Quay Restaurant and Bar
Where: 100 Columbia St., Vancouver; 360-694-8341 or http://quayvancouver.com.
Hours: 9:30 a.m. to 2 p.m. Sundays; final seating 1:30 p.m.
Selling point: The restaurant sits on the north side of the Columbia River, just west of the Interstate 5 Bridge, and its nearly floor-to-ceiling windows offer full views of the river.
“We’re so lucky that we’re on the river,” said food service director Steve Gallagher. “There’s something about gazing out over the water that draws people.”

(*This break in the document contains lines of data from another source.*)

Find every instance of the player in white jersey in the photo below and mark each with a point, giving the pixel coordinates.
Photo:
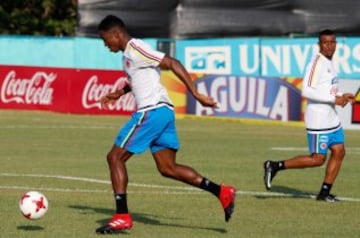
(324, 131)
(152, 125)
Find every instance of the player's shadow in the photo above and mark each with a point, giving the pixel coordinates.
(30, 228)
(285, 192)
(144, 218)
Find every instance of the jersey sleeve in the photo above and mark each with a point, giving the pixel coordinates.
(144, 55)
(312, 88)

Another draw is that brunch is served buffet-style.
“Not that many places do it anymore,” Gallagher said. “It’s kind of an old-time thing. Places still do brunch, but it’s a la carte. But we do the full-on buffet.”

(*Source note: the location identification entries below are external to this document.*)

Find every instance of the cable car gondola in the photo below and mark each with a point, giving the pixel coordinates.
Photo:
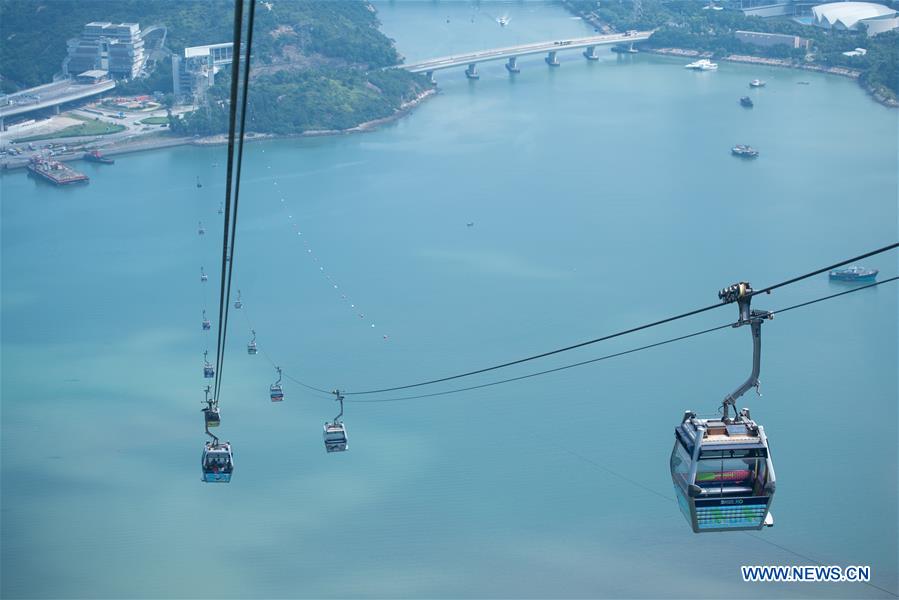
(275, 391)
(721, 467)
(217, 462)
(208, 368)
(335, 431)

Tips: For the best river views, make a reservation, Gallagher said. “The folks who have made a reservation, we honor by getting them a window seat. Almost every one of the folks who make a reservation gets a window table.”
Menu: The Quay Restaurant and Bar’s breakfast buffet includes bacon, sausage, biscuits and gravy, blintzes, red roasted potatoes, Eggs Benedict and scrambled eggs. Other selections include custom omelettes, breads, roast meats, seasonal fruits and seafood. Two Chef’s Choice entrees vary from week to week.
Prices: The Quay’s Sunday brunch is $23.95, or $27.95 to add champagne with refills. Brunch for children 6 to 12 years old is $11.95, and brunch for children 5 and younger is free.
The Original Fatty Patty’s
Where: 10501 N.E. Highway 99, Suite 30, Vancouver; 360-574-4940.
Hours: 6 a.m. to 2 p.m. Monday through Saturday, and 7 a.m. to 2 p.m. Sundays.
Selling point: The Original Fatty Patty’s is a longtime family favorite, thanks to its large portions and good prices.
“If you want to just come and pig out, this is the place to do it,” manager Jamie Lemons said. “We serve large portions. A lot of people split.”
Menu: The menu is breakfast-heavy, featuring classic fare such as omelettes, waffles, pancakes and hash browns. But the real draw is a heaping helping of S.L.O.P., or Super Large Oversize Portion. The hodgepodge is made of breakfast favorites, including hash browns, diced ham, onions, peppers and tomatoes. The mix is covered in cheddar cheese and sausage gravy and served with either toast or a biscuit.
“I think a lot of people do it just to say they’ve had it,” said Lemons of the dish. “It’s good hangover food.”
Prices: A plate of S.L.O.P. runs $9.95-$26.95, depending on the portion size. Omelettes range from $8.50-$12.95, and other classic breakfast foods such as Chicken-Fried Steak or Biscuits and Gravy run $10.95-$16.95, depending on the portion size.